Before we reach such a conclusion, you might want to check that the code idiom you are observing is not simply a consequence of multiple uses of the same constant-memory data. In the case of multiple uses of the same constant-memory data object, moving the data to a register first may have advantages in the compiler’s view. This could be driven by any kind of heuristic considering instruction scheduling, resource contention, energy efficiency, etc.
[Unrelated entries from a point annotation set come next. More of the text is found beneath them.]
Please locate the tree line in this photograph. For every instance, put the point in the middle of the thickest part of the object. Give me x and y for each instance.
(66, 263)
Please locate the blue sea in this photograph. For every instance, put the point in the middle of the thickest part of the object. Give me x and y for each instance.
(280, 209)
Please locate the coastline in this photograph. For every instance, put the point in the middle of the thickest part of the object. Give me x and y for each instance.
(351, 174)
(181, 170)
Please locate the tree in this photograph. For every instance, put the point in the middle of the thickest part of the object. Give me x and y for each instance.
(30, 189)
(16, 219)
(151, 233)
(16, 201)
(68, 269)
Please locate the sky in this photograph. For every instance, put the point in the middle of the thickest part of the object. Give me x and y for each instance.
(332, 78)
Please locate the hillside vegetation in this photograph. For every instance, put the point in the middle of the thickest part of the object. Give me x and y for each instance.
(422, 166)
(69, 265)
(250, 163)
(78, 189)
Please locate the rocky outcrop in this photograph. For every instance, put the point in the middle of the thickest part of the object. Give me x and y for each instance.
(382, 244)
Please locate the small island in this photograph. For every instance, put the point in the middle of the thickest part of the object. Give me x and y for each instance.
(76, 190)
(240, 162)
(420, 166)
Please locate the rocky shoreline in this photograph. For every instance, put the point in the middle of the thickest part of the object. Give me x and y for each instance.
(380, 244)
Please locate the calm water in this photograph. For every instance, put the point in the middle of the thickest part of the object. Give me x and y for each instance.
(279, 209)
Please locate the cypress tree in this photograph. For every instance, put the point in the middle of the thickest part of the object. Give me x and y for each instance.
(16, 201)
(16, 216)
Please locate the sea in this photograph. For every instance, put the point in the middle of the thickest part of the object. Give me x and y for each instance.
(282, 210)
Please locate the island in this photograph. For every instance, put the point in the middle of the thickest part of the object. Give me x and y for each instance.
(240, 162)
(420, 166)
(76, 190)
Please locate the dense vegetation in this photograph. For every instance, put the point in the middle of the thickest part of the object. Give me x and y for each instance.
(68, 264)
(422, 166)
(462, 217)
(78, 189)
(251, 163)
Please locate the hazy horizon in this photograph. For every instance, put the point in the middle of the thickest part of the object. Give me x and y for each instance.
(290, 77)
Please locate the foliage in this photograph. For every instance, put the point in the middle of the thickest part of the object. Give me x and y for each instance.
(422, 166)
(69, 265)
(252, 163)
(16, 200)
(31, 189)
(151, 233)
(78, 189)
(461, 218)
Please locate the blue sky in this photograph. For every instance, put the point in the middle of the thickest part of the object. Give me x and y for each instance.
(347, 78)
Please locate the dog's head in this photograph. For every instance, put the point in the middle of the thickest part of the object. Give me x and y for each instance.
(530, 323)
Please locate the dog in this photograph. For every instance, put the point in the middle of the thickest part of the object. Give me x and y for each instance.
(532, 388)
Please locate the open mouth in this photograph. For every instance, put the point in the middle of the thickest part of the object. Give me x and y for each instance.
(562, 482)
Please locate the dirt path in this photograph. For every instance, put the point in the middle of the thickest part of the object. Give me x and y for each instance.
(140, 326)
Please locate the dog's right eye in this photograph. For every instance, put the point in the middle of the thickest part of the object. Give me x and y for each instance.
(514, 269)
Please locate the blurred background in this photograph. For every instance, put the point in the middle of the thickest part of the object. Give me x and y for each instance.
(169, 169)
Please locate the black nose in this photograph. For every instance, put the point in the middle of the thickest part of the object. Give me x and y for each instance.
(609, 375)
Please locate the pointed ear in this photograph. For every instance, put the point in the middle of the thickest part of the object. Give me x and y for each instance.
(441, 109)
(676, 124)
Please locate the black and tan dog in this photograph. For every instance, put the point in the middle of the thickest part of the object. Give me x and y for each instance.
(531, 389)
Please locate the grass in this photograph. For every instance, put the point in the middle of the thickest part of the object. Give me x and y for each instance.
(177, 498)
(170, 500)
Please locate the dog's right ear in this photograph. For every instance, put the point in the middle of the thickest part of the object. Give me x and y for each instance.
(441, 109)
While that is true, an access to constant memory may still be more expensive than an access to the register file. In older GPUs, the assumption was that the costs are “close enough” and that a constant-memory access occurs with “near-register speed”, making constant memory access an attractive alternative especially on register-starved early GPU architectures. The balance may have shifted more strongly in favor of register access for best performance in the recent past, but that is just (reasoned) speculation. I don’t think NVIDIA has published a detailed discussion of these tradeoffs for their recent GPU architectures.
[Later:]
After poking around a bit, I see load-execute instructions with constant-bank references being generated up to and including sm_89, but not for sm_90 and later architectures. So it does seem like load-execute instructions no longer exist in the latest GPU architectures.